If you grew up on Newark in the 1920s and 1930s and frequented downtown Newark as I did, you are likely to share my recollection of the old traffic control tower that stood in the center of the Broad And Market Street intersection for 14 years between the two World Wars.
This steel-framed tower with its tiny police control viewing booth 24 feet above the ground was the identifying landmark for what was, in the late 1920s the world's busiest traffic intersection 1 and the centerpiece of the bustling downtown Newark business community.
The Four Corners traffic tower was placed into service in 1925. It had been designed by Newark architect Nathan Harris. The steel framed and bronze finished tower had been built at a cost of $25,000, which had been jointly financed by the city of Newark and the Broad Street Association.

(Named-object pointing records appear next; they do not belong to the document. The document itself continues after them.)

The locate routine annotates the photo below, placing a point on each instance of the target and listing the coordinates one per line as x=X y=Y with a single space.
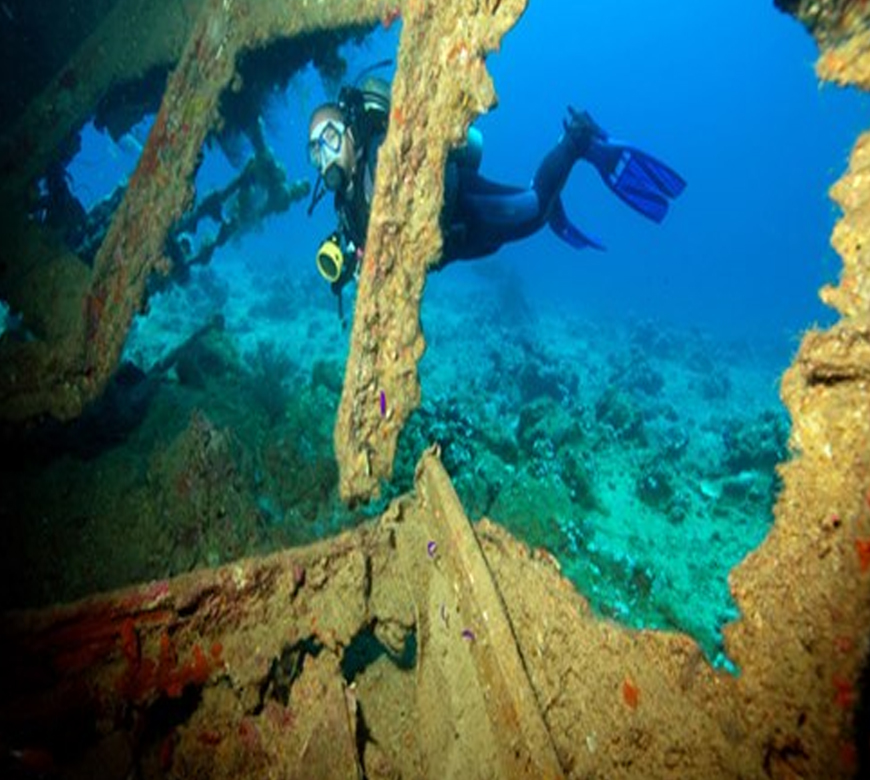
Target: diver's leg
x=580 y=130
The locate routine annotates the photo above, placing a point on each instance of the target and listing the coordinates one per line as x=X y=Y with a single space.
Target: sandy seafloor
x=641 y=455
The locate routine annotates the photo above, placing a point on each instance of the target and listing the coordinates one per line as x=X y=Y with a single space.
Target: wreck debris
x=430 y=114
x=73 y=360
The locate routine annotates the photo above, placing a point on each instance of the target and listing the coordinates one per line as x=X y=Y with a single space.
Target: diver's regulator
x=330 y=259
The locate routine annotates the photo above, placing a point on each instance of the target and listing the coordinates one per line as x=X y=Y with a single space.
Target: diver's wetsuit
x=479 y=215
x=482 y=215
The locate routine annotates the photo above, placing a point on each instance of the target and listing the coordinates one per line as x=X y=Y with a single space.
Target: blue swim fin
x=639 y=179
x=568 y=232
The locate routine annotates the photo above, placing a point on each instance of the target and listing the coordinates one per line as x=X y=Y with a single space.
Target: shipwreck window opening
x=621 y=409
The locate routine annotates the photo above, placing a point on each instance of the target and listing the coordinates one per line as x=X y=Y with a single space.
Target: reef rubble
x=419 y=645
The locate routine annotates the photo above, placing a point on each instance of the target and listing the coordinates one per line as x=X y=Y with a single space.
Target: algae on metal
x=60 y=376
x=616 y=702
x=440 y=87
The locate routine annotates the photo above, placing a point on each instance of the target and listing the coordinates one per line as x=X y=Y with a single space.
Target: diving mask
x=324 y=151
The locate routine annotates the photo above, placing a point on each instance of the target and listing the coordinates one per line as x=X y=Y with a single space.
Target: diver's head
x=331 y=147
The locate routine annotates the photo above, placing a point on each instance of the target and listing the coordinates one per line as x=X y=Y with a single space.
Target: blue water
x=730 y=100
x=727 y=96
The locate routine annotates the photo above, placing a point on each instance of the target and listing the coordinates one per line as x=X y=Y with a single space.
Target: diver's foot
x=581 y=129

The viewing booth, astride four steel legs, was glass enclosed, with nine rectangular glass panes on each of the four sides. At the top of the tower were four eagles, one perched at each corner of the roof.

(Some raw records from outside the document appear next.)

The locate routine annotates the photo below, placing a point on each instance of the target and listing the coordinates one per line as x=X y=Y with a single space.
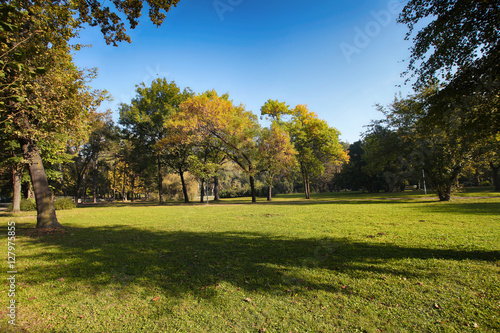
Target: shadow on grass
x=181 y=263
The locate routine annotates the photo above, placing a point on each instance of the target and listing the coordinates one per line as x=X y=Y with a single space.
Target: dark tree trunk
x=46 y=214
x=124 y=186
x=252 y=188
x=16 y=179
x=29 y=193
x=94 y=182
x=63 y=183
x=216 y=188
x=305 y=176
x=202 y=190
x=496 y=179
x=444 y=193
x=160 y=178
x=84 y=197
x=133 y=188
x=184 y=188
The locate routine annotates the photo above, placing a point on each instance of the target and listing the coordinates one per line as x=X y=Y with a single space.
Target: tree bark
x=133 y=188
x=216 y=188
x=114 y=182
x=252 y=188
x=94 y=181
x=124 y=186
x=160 y=178
x=496 y=179
x=202 y=190
x=184 y=188
x=16 y=179
x=46 y=214
x=305 y=176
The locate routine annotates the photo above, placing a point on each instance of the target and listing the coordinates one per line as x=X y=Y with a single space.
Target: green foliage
x=64 y=203
x=459 y=45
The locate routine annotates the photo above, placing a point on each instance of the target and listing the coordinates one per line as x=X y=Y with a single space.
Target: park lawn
x=372 y=265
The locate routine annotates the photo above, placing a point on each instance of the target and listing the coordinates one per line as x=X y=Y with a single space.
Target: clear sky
x=338 y=57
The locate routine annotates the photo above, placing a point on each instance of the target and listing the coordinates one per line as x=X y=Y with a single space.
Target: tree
x=315 y=142
x=460 y=46
x=385 y=156
x=144 y=120
x=439 y=148
x=38 y=81
x=177 y=149
x=213 y=116
x=276 y=154
x=43 y=95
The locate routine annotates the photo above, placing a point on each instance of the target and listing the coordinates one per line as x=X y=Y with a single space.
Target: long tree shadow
x=188 y=262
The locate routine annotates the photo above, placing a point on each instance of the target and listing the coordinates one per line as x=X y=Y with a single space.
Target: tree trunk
x=305 y=175
x=160 y=178
x=46 y=214
x=114 y=182
x=124 y=186
x=202 y=190
x=184 y=188
x=496 y=179
x=30 y=193
x=63 y=183
x=252 y=188
x=84 y=197
x=16 y=178
x=444 y=193
x=216 y=188
x=133 y=188
x=94 y=182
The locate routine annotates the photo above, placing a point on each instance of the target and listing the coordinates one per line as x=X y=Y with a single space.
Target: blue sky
x=338 y=57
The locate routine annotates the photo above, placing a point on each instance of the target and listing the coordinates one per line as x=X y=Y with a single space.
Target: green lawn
x=339 y=263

The tower was mounted on a 26-inch high round concrete base, brightly painted with diagonal black and white stripes.
A traffic policeman sat on duty inside the viewing booth, keeping traffic flowing smoothly in all four directions with hand-controlled lights above the window which indicated stop, go, and caution. The officer would gain access to the booth by climbing 14 feet up a fixed ladder and entering through a swing-open door in the floor.
The Four Corners tower, after fourteen years of service, was removed in 1939 to accommodate a repaving of Broad Street, 2 one of the most comprehensive since its first paving in 1857 with a covering of cobblestones.
The city of Newark saved the $2000 cost of removing the tower by permitting Newark attorney Samuel Kessler to pay the cost and remove the tower to a property he owned. 3
The tower site had served the city well. The site on which it stood, in colonial days, had been the site of the town water pump, at a time when Newark's city border was just 5/8ths of a mile to the west on what subsequently became High Street and is now King Boulevard.